Commentator: What aspect of your platform, to your thinking, distinguishes your candidacy as more desirable than that of Sen. D’Amato to moderate or undecided voters?
Schumer: Al D’Amato and I are very different legislators. I have authored and passed the Brady Bill, Assault Weapons Ban, the 1994 Crime Law which put 100,000 police on the streets, the Violence Against Women Act, and the Hate Crimes law to punish violent crimes of bigotry. With the exception of the Hate Crimes law, Al D’Amato has opposed every one of my bills. In addition, during his 18 years in the Senate, Al D’Amato has never passed a significant piece of national legislation.
Commentator: The media has sought to frame this election as a battle along ethnic fault lines. Particular attention has been devoted to your “Jewish credentials,” as well as those of your opponent. Do you believe casting policy issues in this narrow fashion is a service to the quality of substantive campaign discourse?
Schumer: In a race where my opponent will outspend me three to one, I have to answer the charges he makes in his ad campaign. In the primary election I talked only about substance and never once mentioned my opponent’s name. That is not possible in this race.
Regarding our “Jewish credentials,” both AI D’Amato and myself have nearly identical records regarding Israel. Given our records, I am disappointed that in upstate New York he is running ads criticizing me for supporting foreign aid — which we all know means aid to Israel.
Commentator: The tone of the advertising clash between yourself and your opponent has been, at best, rancorous. It seems to many pundits that these contentious exchanges have diverted the focus of public debate away from more relevant matters. Do you agree with this assessment?
Schumer: I would love a campaign that talks only about the issues. That is my passion as a legislator and it is also my strongest suit. But as I said before — the tenor of this race is really controlled by Al D’Amato.
Commentator: In the event that the House resolves to impeach President William Jefferson Clinton, would you, as a Senator, be inclined to favor his ouster?

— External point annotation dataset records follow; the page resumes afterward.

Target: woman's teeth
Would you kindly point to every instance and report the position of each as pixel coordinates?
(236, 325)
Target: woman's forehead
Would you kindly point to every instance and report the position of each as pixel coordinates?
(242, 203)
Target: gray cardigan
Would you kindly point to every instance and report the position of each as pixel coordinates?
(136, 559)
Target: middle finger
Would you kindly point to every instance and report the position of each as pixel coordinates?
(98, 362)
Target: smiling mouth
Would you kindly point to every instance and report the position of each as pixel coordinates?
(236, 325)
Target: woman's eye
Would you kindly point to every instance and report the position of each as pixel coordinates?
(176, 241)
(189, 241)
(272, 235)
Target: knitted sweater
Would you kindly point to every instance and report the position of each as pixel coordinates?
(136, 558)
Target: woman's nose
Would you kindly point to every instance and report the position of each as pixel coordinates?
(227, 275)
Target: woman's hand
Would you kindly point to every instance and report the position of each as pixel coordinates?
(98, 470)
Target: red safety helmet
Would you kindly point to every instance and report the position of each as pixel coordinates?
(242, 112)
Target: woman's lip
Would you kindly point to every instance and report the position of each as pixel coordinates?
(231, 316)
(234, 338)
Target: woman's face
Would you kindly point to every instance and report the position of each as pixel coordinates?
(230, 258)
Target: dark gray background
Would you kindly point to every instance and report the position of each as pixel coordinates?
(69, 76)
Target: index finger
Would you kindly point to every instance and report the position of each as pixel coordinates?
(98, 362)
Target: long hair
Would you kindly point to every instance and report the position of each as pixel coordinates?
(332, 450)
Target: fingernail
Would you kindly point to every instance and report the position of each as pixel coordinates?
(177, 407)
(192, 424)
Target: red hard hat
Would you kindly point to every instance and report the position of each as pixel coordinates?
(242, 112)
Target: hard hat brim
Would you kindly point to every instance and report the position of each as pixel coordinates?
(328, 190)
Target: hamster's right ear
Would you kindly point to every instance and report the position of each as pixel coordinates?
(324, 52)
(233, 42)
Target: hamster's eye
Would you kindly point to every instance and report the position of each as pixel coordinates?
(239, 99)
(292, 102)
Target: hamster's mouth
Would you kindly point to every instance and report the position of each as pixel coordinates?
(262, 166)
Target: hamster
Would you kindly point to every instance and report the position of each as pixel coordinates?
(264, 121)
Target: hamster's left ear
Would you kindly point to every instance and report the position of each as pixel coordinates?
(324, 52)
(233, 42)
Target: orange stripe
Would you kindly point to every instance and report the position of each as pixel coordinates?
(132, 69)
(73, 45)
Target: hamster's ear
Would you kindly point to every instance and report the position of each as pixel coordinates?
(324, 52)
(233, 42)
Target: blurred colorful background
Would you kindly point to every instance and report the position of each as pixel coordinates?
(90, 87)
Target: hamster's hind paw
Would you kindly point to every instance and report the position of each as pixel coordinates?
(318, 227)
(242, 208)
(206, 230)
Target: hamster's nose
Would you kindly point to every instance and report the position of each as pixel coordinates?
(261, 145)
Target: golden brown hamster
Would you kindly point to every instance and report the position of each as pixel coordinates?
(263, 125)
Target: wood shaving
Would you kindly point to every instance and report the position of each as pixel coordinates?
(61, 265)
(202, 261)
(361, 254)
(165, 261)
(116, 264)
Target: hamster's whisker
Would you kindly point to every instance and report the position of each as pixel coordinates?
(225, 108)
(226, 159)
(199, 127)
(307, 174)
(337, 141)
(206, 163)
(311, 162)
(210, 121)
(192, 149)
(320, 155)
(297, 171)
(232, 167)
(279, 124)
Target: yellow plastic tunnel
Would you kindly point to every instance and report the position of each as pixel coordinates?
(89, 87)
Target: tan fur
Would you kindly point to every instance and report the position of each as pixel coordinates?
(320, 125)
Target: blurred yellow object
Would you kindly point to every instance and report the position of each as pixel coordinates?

Schumer: Based on the evidence that has been supplied by the Office of the Independent Counsel thus far, careful reading of the impeachment clause of the Constitution and various scholarly articles that interpret that clause, have concluded that the President should be punished, but not impeached. His actions, though reprehensible, do not rise to the level of high crimes and misdemeanors as cited in the Constitution.